Quase sempre sou dominado pela patetice lamurienta, cujos traços são bem-proporcionados, se assim posso dizer, motivo pelo qual fico impossibilitado de me esquivar dela palermice digamos sedutora. Sim: sou vítima contumaz dessa irmã siamesa da estultice. Nasci predestinado ao niilismo lírico – pessimista que toca lira à semelhança de Schopenhauer. Inútil negar: sou afetuoso com a própria tarouquice. Acho que faço do lirismo meu cativeiro, minha proteção à descrença in totum. Quando afirmo, por exemplo, que todo ser humano que se preza despreza a religião, pratico niilismo lírico, cujos traços são bem-proporcionados, graças, assim imagino, ingênuo talvez, à rima interna – arteirice linguística. Sei que é inútil querer deslindar mistérios, decifrar invisibilidades, traduzir o obscuro, principalmente paradoxos místicos-religiosos. Pratico niilismo lírico, desobrigado de exasperações de todos os naipes; um desacreditar munido de suavidade poética – desinteresse provido de altiveza. Kazantzákis também estava sendo niilista lírico quando disse que Deus é um vento erótico.
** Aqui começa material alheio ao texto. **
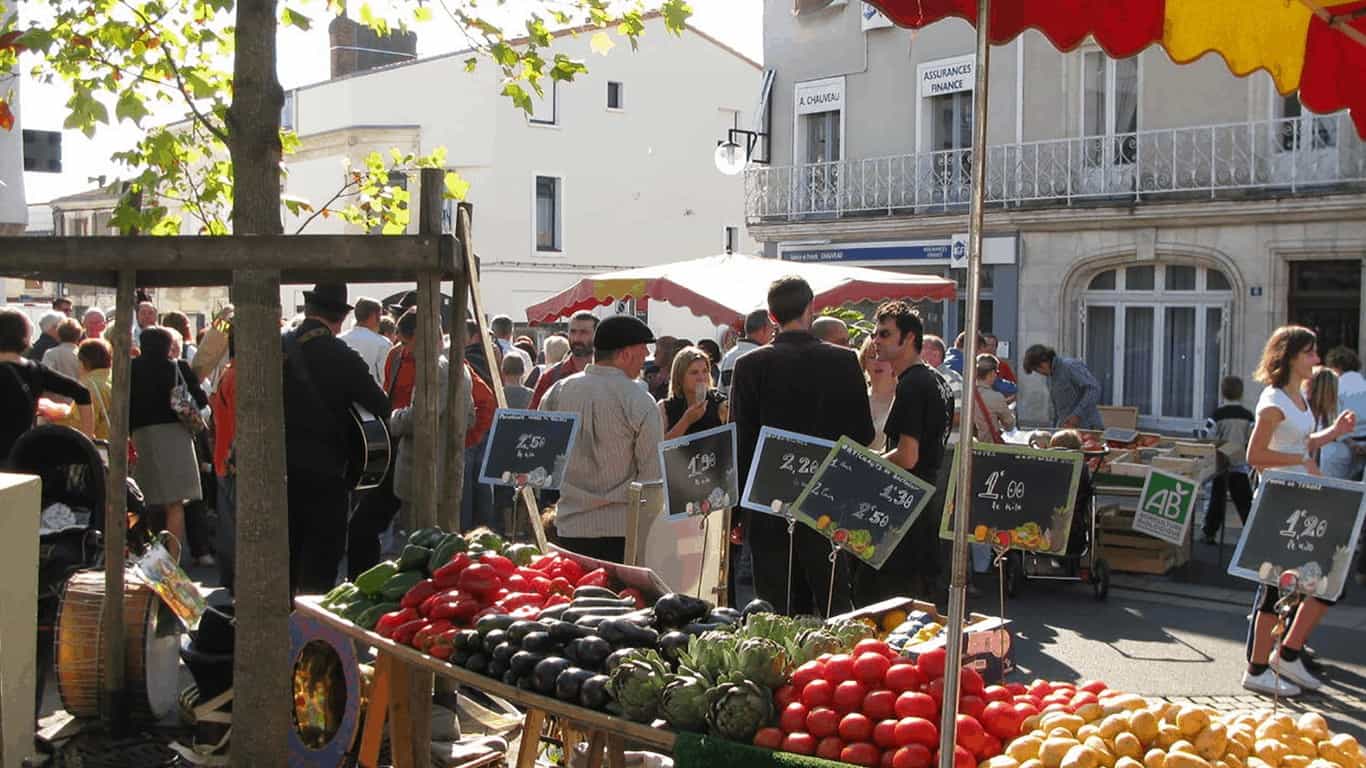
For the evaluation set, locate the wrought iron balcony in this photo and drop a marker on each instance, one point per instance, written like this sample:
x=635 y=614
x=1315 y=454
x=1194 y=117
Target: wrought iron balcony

Dia hoje pelo jeito dependente dos humores da esvoaçante Thuíê, Senhora dos fortes ventos. Estou passando agora em frente ao necrotério central. Pensando nele meu epílogo, sussurro aos próprios botões: Não, sem autópsia: encontrarão muitos rancores nelas minhas entranhas.

Tente tudo duas vezes: uma vez é vez nenhuma – disse alguém que não conhece de jeito nenhum minha incapacidade de triunfar numa alcova.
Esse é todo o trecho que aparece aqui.